Uno spazio appena sufficiente, come quello offerto dalla sala del Teatro delle Radici, ma non per questo sminuente. Gli attori sono già seduti fra gli spettatori, le azioni nascono e si sviluppano con rigorosa attenzione, dapprima singolarmente poi con una cadenza corale. Gesti spezzati, movimenti ripetitivi, situazioni emblematiche accompagnate dalla parola, racconti sospesi espressi come in un rito collettivo dove le singole individualità emergono con tratti precisi, ricorrenti, dove ogni racconto è parte di un gioco simbolico guidato con mano sicura dalla regista argentina. Come per l’apparizione del modellino telecomandato di un carro armato che sbuca da sotto una sedia e dà l’avvio allo spettacolo muovendosi fra listelli di legno che compongono sei quadrilateri a cui è stata lasciata aperta una fessura. Una via di fuga, un ingresso o un’uscita, uno spazio entro cui proteggersi o da cui allontanarsi. Sono i luoghi per reminiscenze del passato o per l’ansia di un presente lugubre e inquietante, come la minaccia di una guerra.
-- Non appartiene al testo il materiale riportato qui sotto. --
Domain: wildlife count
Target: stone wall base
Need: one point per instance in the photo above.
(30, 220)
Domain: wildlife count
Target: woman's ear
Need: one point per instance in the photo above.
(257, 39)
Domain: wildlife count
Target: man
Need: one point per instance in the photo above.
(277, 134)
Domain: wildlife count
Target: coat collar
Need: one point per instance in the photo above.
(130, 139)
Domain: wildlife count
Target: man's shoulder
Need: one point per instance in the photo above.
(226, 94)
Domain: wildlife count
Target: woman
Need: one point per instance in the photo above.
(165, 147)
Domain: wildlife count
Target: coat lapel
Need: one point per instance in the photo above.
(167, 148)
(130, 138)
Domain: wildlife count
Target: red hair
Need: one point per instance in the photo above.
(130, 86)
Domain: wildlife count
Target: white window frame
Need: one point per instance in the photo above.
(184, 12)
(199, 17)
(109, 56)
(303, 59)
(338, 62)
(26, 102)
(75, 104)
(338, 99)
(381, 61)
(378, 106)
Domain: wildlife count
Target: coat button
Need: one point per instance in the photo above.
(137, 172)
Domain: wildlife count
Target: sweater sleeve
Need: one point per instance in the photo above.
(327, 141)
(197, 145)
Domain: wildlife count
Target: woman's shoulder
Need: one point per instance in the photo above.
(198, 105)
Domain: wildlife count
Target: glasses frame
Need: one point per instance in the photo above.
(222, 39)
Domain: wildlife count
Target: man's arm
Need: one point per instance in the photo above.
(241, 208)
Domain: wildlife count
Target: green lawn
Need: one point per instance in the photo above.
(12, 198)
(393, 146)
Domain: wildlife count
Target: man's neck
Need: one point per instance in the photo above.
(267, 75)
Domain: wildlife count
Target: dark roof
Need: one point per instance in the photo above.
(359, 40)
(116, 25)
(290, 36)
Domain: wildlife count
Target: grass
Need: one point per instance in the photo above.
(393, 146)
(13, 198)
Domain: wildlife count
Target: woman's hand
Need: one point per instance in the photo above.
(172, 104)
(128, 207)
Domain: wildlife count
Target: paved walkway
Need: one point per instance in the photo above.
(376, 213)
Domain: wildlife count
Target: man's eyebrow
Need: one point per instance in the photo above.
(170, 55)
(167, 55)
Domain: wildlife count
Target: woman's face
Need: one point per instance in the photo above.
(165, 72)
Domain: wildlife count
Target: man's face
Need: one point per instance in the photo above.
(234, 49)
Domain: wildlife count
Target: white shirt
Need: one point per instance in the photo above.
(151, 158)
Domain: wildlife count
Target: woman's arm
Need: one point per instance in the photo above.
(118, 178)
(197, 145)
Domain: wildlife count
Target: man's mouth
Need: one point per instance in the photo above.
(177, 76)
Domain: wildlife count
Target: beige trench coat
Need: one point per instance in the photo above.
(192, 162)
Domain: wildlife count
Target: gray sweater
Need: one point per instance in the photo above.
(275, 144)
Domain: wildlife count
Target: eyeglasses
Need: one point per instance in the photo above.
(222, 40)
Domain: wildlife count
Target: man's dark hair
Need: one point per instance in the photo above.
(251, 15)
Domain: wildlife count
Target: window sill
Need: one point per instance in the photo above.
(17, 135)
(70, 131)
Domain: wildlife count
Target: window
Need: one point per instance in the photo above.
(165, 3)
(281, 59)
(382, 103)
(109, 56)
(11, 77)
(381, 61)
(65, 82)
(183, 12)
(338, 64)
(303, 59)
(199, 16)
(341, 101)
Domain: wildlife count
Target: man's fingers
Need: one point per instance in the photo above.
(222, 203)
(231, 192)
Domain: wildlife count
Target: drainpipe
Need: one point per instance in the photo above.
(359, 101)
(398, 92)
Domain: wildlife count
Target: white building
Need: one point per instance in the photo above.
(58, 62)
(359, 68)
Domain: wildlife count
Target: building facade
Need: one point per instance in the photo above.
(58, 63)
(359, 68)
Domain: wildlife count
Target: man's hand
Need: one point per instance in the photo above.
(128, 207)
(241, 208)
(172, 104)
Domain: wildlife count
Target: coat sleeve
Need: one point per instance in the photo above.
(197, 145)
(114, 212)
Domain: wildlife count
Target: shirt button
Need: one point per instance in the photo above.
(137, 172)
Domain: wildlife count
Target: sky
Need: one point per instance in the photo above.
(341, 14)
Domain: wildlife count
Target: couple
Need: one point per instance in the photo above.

Nel buio appaiono anche dei lumini, segno di un auspicio, fiammelle accese in ricordo di ciò che è stato, nel desiderio di ritrovare la luce fra i cocci di un’umanità spezzata.

Nei messaggi, spesso avvolti da un’atmosfera triste, cupa, disagevole, la grande Storia tenta di riprendere il suo posto sul cuore della terra, come a volersi difendere dagli orrori di una tragica realtà da cui è impossibile scappare, come una dolorosa ferita che non riesce a rimarginarsi e che porta alla morte. «Perdonatemi guerre lontane se porto fiori a casa. Perdonatemi ferite aperte se mi pungo un dito» recitano i versi di Wislawa Szymborska (Sotto una piccola stella), unica citazione fra le parole degli interpreti di Fessure nel viavai incrociato di pensieri senza dialoghi: una dimensione testuale distaccata, scarna, immediata, asciutta. Come il rumore da scorribanda delle coccinelle meccaniche lasciate imprigionate all’interno dei quadrilateri disposti in scena. Un piano d’ascolto teatrale che è allusione a un incubo, a un labirinto testimone di una triste, impersonale e folle assenza di libertà. La fessura ormai si è chiusa mentre il piccolo carro armato continua a sorvegliare con il fascio dei suoi fari le buie macerie di un’umanità persa nella vana ricerca di una speranza. È il segnale con cui si congeda la rappresentazione. Applausi meritati per Giovanna Banfi Sabbadini, Bruna Gusberti, Ornella Maspoli, Massimo Palo, Nunzia Tirelli e Irene Zucchinelli.